5 jul 2018
HvJ EU: Modelrechtaanvraag Jagermeisterbekers terecht afgewezen omdat er geen afbeelding is die het model identificeert
HvJ EU 5 juli 2018, IEF 17826; C-217/17 P; ECLI:EU:C:2018:534 (Jägermeister tegen EUIPO). Modellenrecht. Jagermeister heeft bij EUIPO twee aanvragen ingediend van bekers als gemeenschapsmodellen. EUIPO wijst de aanvragen af omdat het niet duidelijk is met betrekking tot welk voorwerp bescherming is verzocht. Het Gerecht EU wijst de vordering af [ECLI:EU:T:2017:68]. Jagermeister vordert vernietiging van het besluit. De vordering wordt afgewezen, omdat er bij de inschrijving geen afbeelding is toegevoegd die het model duidelijk identificeert.
51 De analyse van de bewoordingen van dit artikel 36, lid 1, onder c), leidt dus tot het oordeel dat de afbeelding van het model waarvoor om inschrijving wordt verzocht, het mogelijk moet maken om dat model duidelijk te identificeren.52 De letterlijke uitlegging van artikel 36, lid 1, onder c), van verordening nr. 6/2002 wordt bevestigd door de teleologische uitlegging van deze bepaling, die moet bijdragen tot de goede werking van het inschrijvingssysteem van modellen.

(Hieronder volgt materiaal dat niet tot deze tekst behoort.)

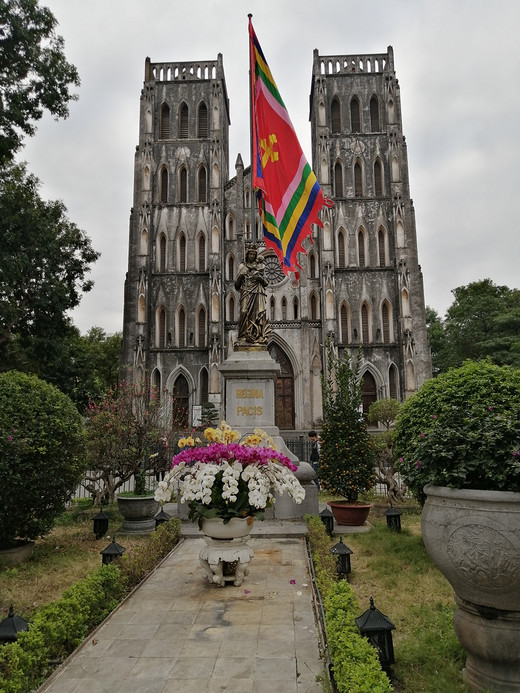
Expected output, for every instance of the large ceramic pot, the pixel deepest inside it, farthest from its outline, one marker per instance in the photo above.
(350, 514)
(216, 528)
(138, 513)
(473, 537)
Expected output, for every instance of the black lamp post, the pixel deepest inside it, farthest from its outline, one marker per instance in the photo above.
(377, 628)
(342, 553)
(393, 519)
(328, 520)
(112, 551)
(11, 626)
(100, 524)
(161, 518)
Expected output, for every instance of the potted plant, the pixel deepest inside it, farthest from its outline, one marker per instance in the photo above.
(226, 480)
(346, 453)
(458, 440)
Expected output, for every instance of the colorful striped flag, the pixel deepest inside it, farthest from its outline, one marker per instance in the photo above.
(290, 197)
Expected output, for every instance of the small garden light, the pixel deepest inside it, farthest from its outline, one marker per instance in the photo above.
(112, 551)
(100, 524)
(328, 520)
(393, 519)
(377, 628)
(11, 626)
(342, 553)
(161, 518)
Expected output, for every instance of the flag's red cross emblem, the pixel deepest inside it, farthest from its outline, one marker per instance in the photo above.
(268, 152)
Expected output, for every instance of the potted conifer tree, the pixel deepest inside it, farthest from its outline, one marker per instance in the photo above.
(346, 454)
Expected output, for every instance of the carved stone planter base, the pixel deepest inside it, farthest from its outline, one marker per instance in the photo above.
(226, 560)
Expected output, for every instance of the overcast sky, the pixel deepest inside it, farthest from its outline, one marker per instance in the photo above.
(458, 65)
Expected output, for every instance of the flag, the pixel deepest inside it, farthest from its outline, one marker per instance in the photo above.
(289, 195)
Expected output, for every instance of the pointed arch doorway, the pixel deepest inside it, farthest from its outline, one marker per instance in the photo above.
(284, 390)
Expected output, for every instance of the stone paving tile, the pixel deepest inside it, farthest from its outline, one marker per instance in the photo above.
(177, 633)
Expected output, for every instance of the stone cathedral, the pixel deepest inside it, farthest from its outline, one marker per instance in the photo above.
(360, 283)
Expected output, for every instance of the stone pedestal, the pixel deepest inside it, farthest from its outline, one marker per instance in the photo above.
(249, 385)
(226, 560)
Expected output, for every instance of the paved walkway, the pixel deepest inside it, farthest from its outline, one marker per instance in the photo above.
(177, 633)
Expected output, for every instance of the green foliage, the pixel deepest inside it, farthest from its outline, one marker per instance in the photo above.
(128, 431)
(58, 628)
(462, 430)
(346, 454)
(34, 74)
(43, 262)
(483, 321)
(384, 411)
(41, 455)
(355, 662)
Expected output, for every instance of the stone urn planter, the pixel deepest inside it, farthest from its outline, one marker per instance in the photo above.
(14, 555)
(473, 537)
(227, 555)
(138, 513)
(350, 514)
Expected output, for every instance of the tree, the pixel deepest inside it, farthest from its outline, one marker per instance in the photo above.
(34, 74)
(129, 431)
(484, 320)
(43, 262)
(385, 411)
(41, 455)
(346, 453)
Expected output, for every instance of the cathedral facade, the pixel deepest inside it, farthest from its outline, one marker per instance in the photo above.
(360, 284)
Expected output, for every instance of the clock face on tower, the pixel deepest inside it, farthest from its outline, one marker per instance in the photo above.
(273, 271)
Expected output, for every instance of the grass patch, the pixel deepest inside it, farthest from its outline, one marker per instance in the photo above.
(68, 553)
(396, 570)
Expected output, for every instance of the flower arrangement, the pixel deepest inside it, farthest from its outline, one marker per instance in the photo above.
(462, 430)
(227, 476)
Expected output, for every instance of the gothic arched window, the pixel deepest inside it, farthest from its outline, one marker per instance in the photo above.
(375, 120)
(162, 253)
(183, 121)
(361, 248)
(385, 315)
(181, 325)
(355, 115)
(202, 253)
(182, 253)
(164, 127)
(338, 179)
(164, 185)
(335, 115)
(381, 248)
(201, 325)
(365, 326)
(341, 249)
(358, 180)
(202, 185)
(202, 123)
(378, 178)
(183, 184)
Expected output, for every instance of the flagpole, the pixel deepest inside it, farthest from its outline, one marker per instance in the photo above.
(251, 96)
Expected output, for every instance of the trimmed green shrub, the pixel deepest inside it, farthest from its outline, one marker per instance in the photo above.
(462, 430)
(58, 628)
(356, 664)
(41, 455)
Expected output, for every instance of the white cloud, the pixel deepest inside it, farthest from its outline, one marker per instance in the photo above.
(457, 65)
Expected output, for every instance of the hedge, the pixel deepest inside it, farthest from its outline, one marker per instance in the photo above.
(356, 664)
(58, 628)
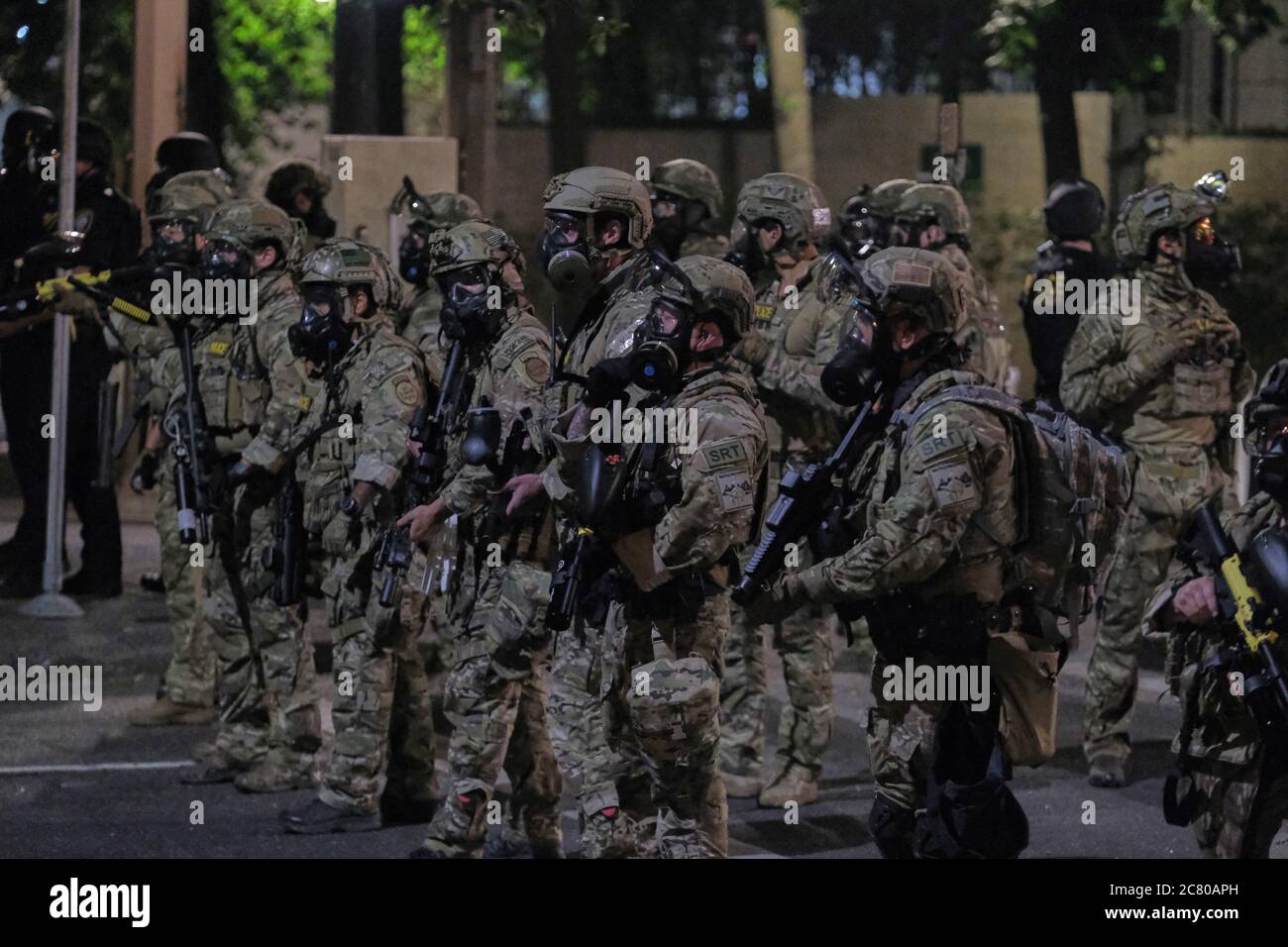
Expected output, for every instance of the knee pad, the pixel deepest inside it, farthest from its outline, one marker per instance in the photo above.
(892, 827)
(675, 707)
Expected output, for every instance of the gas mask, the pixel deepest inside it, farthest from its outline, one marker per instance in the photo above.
(174, 244)
(1270, 458)
(1210, 260)
(661, 350)
(566, 254)
(322, 335)
(412, 257)
(745, 249)
(224, 260)
(467, 315)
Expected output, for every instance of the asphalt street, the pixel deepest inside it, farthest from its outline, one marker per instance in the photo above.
(85, 785)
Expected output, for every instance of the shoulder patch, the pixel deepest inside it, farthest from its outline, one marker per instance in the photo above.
(726, 453)
(952, 442)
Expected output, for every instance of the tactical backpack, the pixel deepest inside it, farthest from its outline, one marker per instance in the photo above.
(1070, 492)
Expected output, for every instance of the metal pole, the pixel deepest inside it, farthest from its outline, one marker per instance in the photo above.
(52, 603)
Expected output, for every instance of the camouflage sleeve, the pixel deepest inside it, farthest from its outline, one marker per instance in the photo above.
(287, 403)
(717, 484)
(800, 376)
(1099, 372)
(518, 385)
(912, 535)
(393, 388)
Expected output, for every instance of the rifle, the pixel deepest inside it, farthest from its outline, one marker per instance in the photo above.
(1252, 590)
(97, 285)
(394, 551)
(805, 500)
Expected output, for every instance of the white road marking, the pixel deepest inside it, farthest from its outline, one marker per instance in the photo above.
(91, 767)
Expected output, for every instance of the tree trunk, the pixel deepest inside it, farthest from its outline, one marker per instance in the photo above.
(563, 43)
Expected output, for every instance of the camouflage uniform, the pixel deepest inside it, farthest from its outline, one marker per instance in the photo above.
(803, 424)
(384, 738)
(252, 389)
(1164, 388)
(189, 677)
(984, 334)
(497, 684)
(936, 518)
(1227, 755)
(605, 322)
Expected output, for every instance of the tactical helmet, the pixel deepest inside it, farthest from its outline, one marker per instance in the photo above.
(346, 262)
(291, 176)
(938, 204)
(917, 277)
(93, 145)
(446, 208)
(603, 189)
(1074, 209)
(1149, 211)
(189, 196)
(795, 202)
(692, 180)
(716, 290)
(471, 244)
(187, 151)
(246, 222)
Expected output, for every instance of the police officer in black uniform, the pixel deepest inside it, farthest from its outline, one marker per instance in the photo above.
(112, 235)
(1074, 213)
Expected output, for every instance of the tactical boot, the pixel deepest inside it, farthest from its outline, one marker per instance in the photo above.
(279, 772)
(795, 785)
(166, 712)
(743, 787)
(1108, 772)
(320, 818)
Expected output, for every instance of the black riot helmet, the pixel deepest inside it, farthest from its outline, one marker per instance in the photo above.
(1074, 209)
(29, 133)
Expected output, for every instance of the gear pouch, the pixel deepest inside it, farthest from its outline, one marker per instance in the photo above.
(1203, 389)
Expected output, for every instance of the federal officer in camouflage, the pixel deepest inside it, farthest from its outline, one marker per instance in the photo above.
(1234, 774)
(381, 764)
(688, 502)
(934, 217)
(597, 222)
(497, 684)
(299, 188)
(254, 398)
(687, 209)
(793, 338)
(178, 214)
(1162, 381)
(935, 515)
(867, 217)
(417, 318)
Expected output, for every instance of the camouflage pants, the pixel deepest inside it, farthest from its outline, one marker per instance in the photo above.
(384, 729)
(901, 744)
(496, 697)
(267, 693)
(1163, 495)
(804, 642)
(673, 707)
(189, 678)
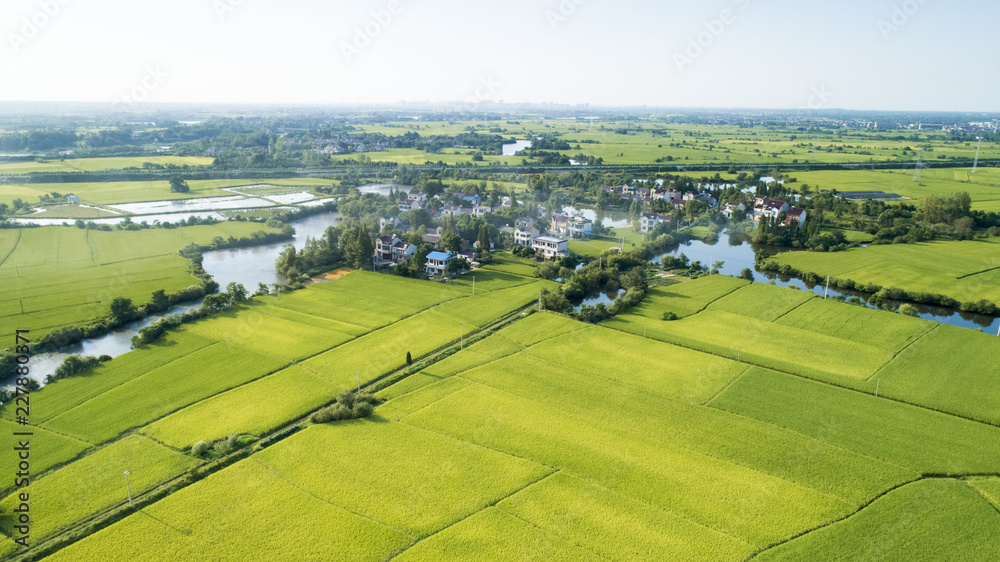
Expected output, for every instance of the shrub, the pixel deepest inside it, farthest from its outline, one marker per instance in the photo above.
(200, 448)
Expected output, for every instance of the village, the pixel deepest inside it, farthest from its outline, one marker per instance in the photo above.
(548, 236)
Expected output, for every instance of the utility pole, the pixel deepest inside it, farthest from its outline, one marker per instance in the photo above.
(129, 487)
(975, 165)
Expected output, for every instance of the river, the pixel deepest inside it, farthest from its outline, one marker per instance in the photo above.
(254, 265)
(247, 266)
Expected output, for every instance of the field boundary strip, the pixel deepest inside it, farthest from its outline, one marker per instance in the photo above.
(977, 273)
(12, 248)
(654, 440)
(705, 404)
(492, 505)
(277, 474)
(983, 497)
(957, 478)
(826, 382)
(794, 308)
(901, 351)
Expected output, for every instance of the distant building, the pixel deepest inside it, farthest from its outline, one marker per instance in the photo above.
(649, 222)
(797, 215)
(437, 262)
(390, 249)
(550, 247)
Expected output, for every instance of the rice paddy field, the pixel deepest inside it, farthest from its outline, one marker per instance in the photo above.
(100, 164)
(249, 370)
(59, 276)
(967, 271)
(111, 193)
(983, 187)
(748, 429)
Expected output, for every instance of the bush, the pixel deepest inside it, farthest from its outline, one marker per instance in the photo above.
(348, 406)
(200, 448)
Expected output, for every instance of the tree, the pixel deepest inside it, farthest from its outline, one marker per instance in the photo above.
(451, 242)
(178, 185)
(160, 301)
(237, 292)
(483, 240)
(122, 310)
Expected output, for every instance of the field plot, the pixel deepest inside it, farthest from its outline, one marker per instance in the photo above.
(95, 482)
(950, 369)
(922, 440)
(254, 408)
(47, 449)
(57, 276)
(763, 302)
(763, 343)
(746, 505)
(70, 392)
(493, 534)
(926, 520)
(214, 519)
(162, 391)
(98, 164)
(685, 299)
(884, 330)
(967, 271)
(616, 526)
(431, 481)
(983, 187)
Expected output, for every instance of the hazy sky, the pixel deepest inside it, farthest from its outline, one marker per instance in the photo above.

Zo heeft het vereiste van grafische voorstelling inzonderheid ten doel, het model zelf af te bakenen, om aldus te bepalen wat precies de bescherming is die het ingeschreven model de houder ervan verleent (zie naar analogie arrest van 12 december 2002, Sieckmann, C‑273/00, EU:C:2002:748, punt 48).
53 Dienaangaande zij opgemerkt dat de inschrijving van een model in een openbaar register tot doel heeft om het toegankelijk te maken voor de bevoegde autoriteiten en voor het publiek, met name voor de marktdeelnemers.De bevoegde autoriteiten moeten zich een duidelijk en nauwkeurig beeld kunnen vormen van de aard van de elementen die een model vormen, teneinde te kunnen voldoen aan hun verplichtingen met betrekking tot het vooronderzoek van de inschrijvingsaanvragen, de publicatie en de instandhouding van een adequaat en nauwkeurig modellenregister (zie naar analogie arresten van 12 december 2002, Sieckmann, C‑273/00, EU:C:2002:748, punten 49 en 50, en 19 juni 2012, Chartered Institute of Patent Attorneys, C‑307/10, EU:C:2012:361, punt 47).
54 Verder moeten de marktdeelnemers zich ervan kunnen vergewissen welke inschrijvingen precies zijn verricht of welke aanvragen hun feitelijke of potentiële concurrenten precies hebben ingediend, en moeten aldus relevante informatie over de rechten van derden kunnen ontvangen (zie naar analogie arresten van 12 december 2002, Sieckmann, C‑273/00, EU:C:2002:748, punt 51, en 19 juni 2012, Chartered Institute of Patent Attorneys, C‑307/10, EU:C:2012:361, punt 48). Een dergelijk vereiste dient, zoals het Gerecht in wezen in punt 47 van het bestreden arrest aangeeft, ter verzekering van de rechtszekerheid van derden.
55 Hieruit volgt dat het stelsel van het gemeenschapsmodel dat uit verordening nr. 6/2002 voortvloeit, de uitlegging bevestigt waartoe de bewoordingen van artikel 36, lid 1, onder c), van deze verordening leiden, door te vereisen dat de afbeelding van een model waarvoor om inschrijving wordt verzocht het mogelijk maakt om dit model duidelijk te identificeren.